J’ai en parallèle créé mon cabinet de conseil et de formation , LESS & MORE. Nous formons les équipes et conseillons les chefs d’entreprises sur l’appropriation de ce langage gagnant, sa mise en action au service de leurs entreprises et de leurs projets. Nous intervenons aussi en coaching d’équipe dans le cadre de compétitions d’affaire.

Tu es le spécialiste français du “business pitch” . Que pourrais tu nous dire à ce sujet ?

« Je pitch donc je suis », affirme Guy Kawasaki. Difficile d’exprimer mieux de quoi il s’agit. On pense souvent que le pitch, c’est une affaire de « comment » : c’est une vision réductrice. C’est d’abord une affaire de « quoi ». C’est en pitchant et pitchant encore que le projet se construit, que la stratégie s’élabore, qu’elle s’affine et s’adapte, voire se remet en cause.
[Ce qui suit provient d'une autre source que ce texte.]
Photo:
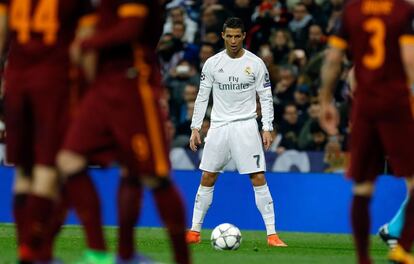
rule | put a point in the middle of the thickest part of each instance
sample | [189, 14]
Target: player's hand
[267, 139]
[195, 139]
[329, 118]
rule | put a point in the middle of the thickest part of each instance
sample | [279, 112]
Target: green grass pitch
[303, 248]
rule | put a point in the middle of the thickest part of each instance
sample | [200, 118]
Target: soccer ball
[226, 237]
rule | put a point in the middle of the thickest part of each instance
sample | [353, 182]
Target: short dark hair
[234, 22]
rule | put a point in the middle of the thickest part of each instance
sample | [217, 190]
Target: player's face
[233, 41]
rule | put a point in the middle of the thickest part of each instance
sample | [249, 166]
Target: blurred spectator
[242, 9]
[316, 12]
[267, 16]
[183, 128]
[266, 54]
[319, 137]
[298, 58]
[282, 44]
[212, 19]
[206, 51]
[284, 89]
[180, 76]
[178, 31]
[334, 12]
[178, 15]
[316, 41]
[299, 26]
[213, 37]
[289, 129]
[170, 51]
[305, 136]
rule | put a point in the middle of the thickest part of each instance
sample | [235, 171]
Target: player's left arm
[331, 69]
[264, 90]
[131, 24]
[86, 60]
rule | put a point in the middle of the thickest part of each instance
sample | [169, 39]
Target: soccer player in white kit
[235, 76]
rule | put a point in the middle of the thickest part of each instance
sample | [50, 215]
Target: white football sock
[203, 200]
[264, 203]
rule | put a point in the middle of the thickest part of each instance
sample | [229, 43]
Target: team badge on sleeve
[267, 81]
[248, 70]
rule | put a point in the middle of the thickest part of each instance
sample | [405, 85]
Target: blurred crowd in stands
[289, 35]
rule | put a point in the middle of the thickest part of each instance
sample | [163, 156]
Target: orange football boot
[275, 241]
[193, 237]
[399, 255]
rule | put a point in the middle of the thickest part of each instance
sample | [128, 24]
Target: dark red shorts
[378, 136]
[119, 112]
[36, 116]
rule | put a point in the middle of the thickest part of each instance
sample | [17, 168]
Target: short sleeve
[339, 37]
[263, 77]
[206, 76]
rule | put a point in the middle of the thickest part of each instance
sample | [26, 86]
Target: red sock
[37, 226]
[407, 235]
[361, 223]
[171, 210]
[129, 207]
[84, 198]
[59, 215]
[19, 213]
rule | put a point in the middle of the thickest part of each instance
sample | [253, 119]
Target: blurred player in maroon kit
[380, 37]
[122, 107]
[36, 108]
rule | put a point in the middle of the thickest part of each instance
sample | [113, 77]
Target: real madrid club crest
[248, 70]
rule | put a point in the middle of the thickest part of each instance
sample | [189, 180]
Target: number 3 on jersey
[44, 20]
[375, 59]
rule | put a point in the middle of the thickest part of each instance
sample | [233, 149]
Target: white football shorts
[240, 141]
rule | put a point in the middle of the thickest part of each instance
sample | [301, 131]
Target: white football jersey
[234, 83]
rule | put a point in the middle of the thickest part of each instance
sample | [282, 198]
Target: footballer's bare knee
[22, 182]
[258, 178]
[70, 163]
[363, 189]
[208, 179]
[45, 181]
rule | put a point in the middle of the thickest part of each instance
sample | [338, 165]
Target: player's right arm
[201, 103]
[331, 69]
[407, 52]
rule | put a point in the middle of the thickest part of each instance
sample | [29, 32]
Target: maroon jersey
[127, 34]
[41, 32]
[373, 30]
Une stratégie qu’on n’arrive pas à exprimer de façon percutante, n’est tout simplement pas une stratégie percutante. CQFD.
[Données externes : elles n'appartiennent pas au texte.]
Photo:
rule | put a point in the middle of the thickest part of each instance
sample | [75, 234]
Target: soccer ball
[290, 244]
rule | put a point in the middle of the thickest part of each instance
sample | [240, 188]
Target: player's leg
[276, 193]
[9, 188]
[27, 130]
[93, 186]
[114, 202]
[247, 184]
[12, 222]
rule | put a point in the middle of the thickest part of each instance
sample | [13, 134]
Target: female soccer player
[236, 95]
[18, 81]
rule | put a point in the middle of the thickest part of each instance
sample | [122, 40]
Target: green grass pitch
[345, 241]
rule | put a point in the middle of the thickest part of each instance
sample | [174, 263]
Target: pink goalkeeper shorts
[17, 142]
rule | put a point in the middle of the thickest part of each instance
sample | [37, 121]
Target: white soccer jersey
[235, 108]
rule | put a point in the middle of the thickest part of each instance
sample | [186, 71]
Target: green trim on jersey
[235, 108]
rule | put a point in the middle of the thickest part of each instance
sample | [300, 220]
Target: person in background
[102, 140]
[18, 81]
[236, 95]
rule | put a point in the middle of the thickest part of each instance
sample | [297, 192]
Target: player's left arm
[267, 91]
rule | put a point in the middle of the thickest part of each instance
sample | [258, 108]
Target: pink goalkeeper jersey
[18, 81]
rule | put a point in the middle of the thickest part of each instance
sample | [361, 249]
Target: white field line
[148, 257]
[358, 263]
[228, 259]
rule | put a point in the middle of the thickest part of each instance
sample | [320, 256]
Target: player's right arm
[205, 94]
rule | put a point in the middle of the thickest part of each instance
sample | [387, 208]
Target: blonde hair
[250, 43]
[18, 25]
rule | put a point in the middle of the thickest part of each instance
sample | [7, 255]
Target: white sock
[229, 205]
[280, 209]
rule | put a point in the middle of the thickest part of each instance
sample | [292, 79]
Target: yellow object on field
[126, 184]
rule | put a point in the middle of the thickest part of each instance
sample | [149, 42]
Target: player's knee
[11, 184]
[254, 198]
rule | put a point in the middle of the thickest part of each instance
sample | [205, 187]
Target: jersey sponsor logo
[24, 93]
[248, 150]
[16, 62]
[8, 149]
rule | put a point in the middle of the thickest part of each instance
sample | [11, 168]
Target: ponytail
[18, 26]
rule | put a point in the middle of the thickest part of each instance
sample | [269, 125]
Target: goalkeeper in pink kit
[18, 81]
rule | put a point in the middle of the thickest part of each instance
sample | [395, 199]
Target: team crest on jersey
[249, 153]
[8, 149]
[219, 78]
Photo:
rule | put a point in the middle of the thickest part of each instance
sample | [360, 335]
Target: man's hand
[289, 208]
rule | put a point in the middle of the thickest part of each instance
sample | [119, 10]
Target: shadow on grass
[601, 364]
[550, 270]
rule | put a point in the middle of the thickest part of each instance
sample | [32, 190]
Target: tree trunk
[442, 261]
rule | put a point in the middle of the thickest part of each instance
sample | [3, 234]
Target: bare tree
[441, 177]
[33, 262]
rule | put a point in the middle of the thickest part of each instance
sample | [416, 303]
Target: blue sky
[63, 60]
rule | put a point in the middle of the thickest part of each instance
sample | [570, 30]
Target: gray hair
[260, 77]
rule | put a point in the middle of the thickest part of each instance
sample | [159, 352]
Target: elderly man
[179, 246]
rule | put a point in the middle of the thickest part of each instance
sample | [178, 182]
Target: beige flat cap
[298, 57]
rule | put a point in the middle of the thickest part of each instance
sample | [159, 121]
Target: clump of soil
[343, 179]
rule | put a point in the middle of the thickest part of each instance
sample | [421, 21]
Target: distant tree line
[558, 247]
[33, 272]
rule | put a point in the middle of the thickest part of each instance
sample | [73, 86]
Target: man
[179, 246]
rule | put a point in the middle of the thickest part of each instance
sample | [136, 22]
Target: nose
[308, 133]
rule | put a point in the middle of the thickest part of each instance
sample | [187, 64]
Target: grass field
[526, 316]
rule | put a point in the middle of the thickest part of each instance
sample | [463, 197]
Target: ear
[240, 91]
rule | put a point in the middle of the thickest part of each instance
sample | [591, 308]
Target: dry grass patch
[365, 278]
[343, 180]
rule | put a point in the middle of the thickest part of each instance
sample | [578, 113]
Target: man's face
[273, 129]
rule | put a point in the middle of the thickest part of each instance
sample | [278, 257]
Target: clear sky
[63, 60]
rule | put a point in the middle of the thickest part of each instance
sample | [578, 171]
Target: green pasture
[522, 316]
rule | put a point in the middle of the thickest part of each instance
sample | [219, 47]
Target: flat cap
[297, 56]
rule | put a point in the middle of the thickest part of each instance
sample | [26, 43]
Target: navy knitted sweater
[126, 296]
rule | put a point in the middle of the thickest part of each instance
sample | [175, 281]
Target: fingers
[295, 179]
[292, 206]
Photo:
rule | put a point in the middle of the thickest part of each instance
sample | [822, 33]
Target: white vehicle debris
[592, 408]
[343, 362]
Le pitch, c’est la manière la plus pragmatique de construire la stratégie, tester l’équipe dans la pression, avec la sanction immédiate du résultat . Les retours ne font pas tous plaisir. Il faut essuyer beaucoup d’échecs pour réussir. Sortir du lot sans sortir des clous, voila le dilemme de l’innovateur. La difficulté vient du fait que pendant les premiers pas, il faut le faire de façon différente à chaque pitch, tout en faisant passer le même message. Tout repenser pour chaque contexte, pour chaque durée, pour chaque interlocuteur. Marteler la même chose, sous une forme agile, c’est particulièrement éprouvant mais oh combien formateur.
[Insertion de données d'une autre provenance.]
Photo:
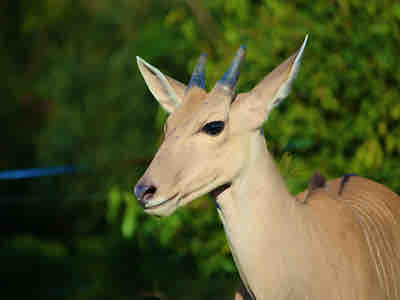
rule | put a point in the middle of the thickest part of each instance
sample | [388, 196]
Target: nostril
[149, 192]
[144, 192]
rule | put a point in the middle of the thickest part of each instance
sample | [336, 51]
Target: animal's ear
[168, 92]
[252, 108]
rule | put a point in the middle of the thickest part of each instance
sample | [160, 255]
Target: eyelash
[213, 128]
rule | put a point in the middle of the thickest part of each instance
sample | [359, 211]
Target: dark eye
[213, 128]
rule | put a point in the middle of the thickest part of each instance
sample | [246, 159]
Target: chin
[163, 210]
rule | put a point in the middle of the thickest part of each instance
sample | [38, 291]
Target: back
[376, 210]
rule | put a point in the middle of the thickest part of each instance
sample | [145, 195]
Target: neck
[260, 220]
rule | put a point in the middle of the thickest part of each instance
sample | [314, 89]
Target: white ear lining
[164, 82]
[284, 90]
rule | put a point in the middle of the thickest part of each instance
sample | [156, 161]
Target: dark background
[71, 94]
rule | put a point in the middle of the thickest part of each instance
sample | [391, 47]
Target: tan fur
[342, 243]
[376, 210]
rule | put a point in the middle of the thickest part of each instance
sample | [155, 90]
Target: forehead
[196, 107]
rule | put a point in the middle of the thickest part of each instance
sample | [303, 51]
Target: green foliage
[72, 94]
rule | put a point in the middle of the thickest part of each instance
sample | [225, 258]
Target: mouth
[160, 202]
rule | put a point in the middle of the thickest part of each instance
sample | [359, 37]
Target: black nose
[144, 192]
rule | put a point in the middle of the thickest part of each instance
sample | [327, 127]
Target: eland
[340, 239]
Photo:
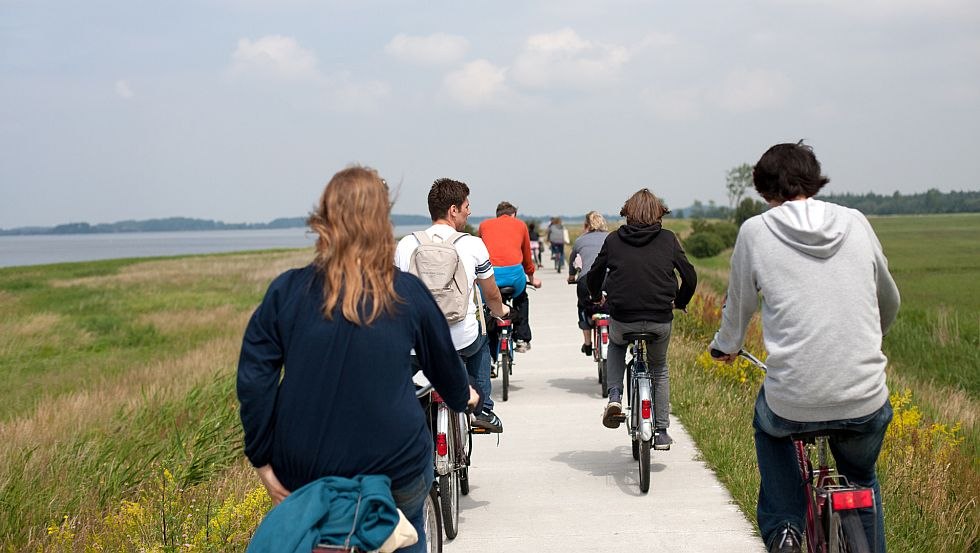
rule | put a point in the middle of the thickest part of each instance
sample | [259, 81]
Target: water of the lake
[62, 248]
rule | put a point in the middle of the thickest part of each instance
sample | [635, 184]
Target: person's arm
[259, 371]
[526, 260]
[689, 277]
[492, 297]
[889, 299]
[740, 303]
[597, 274]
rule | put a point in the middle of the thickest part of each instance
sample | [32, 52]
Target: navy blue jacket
[326, 397]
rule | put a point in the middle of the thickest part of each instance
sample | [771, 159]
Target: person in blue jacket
[325, 372]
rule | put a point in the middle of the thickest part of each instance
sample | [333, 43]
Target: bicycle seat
[810, 437]
[642, 336]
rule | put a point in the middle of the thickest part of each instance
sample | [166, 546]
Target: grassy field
[119, 426]
[116, 374]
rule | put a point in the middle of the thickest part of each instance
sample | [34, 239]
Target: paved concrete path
[560, 481]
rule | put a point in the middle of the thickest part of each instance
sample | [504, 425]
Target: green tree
[737, 181]
[748, 208]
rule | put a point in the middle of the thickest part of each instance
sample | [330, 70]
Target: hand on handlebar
[502, 316]
[719, 355]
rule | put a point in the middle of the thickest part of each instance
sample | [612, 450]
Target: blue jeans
[781, 497]
[476, 358]
[656, 363]
[411, 500]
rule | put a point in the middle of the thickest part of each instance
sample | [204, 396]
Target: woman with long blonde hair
[586, 248]
[325, 372]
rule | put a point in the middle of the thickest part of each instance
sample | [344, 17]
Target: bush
[704, 244]
[722, 229]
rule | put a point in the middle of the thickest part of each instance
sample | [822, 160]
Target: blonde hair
[643, 208]
[595, 221]
[355, 245]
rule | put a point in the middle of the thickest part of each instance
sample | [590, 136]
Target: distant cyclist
[557, 237]
[509, 245]
[535, 237]
[586, 248]
[639, 263]
[827, 300]
[449, 207]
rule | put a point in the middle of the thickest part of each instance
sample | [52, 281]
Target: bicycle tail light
[852, 499]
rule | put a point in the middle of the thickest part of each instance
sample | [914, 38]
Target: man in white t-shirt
[449, 206]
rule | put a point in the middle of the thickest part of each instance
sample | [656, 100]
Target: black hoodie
[638, 263]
Quels conseils donnerais tu pour «faire la différence ?

Le premier conseil, c’est d’écouter le contexte. C’est en épousant le contexte qu’on trouve le bon chemin. C’est 50% du succès quand on y parvient, et … 100% de l’échec quand on reste sourd. Il faut l’écouter avec les yeux et les oreilles. La premier geste de l’innovation, c’est donc le silence. C’est ce qui est le moins naturel.

Le second conseil, c’est de ne pas vouloir trop en dire. Cherchez ce qui est essentiel, ce qui vous rend incontournable et rendez le inoubliable. Elaguez vos présentations, conservez ce qui compte vraiment. Privilégiez l’échange, quelles que soit les circonstances. Prenez moins de temps que celui qui vous est alloué pour présenter, plus pour échanger.

Le troisième conseil, c’est d’émerger par de l’audace . Audace dans la forme certes, mais surtout audace dans l’engagement, dans la relation et dans vos actes d’entrepreneurs qui parleront pour vous mieux que tous les beaux discours.

Pourquoi ces 3 conseils, et pas d’autres ?

Parce que nous sommes face à un constat : le niveau formel des présentations a progressé de façon radicale en quelques années. La conséquence majeure est qu’ elles se ressemblent toutes de plus en plus. La diffusion des best practices, la sortie de livres particulièrement bien faits, la qualité des outils disponibles, tout concourt à niveler par le haut. On ne peut donc plus se contenter de « belles présentations ». Pour gagner l’exigence monte d’un cran. Ceux qui gagnent font parler, avec talent et sincérité, leurs tripes d’entrepreneurs naissants.

Là est la réalité, là est le défi, là est aussi le fun.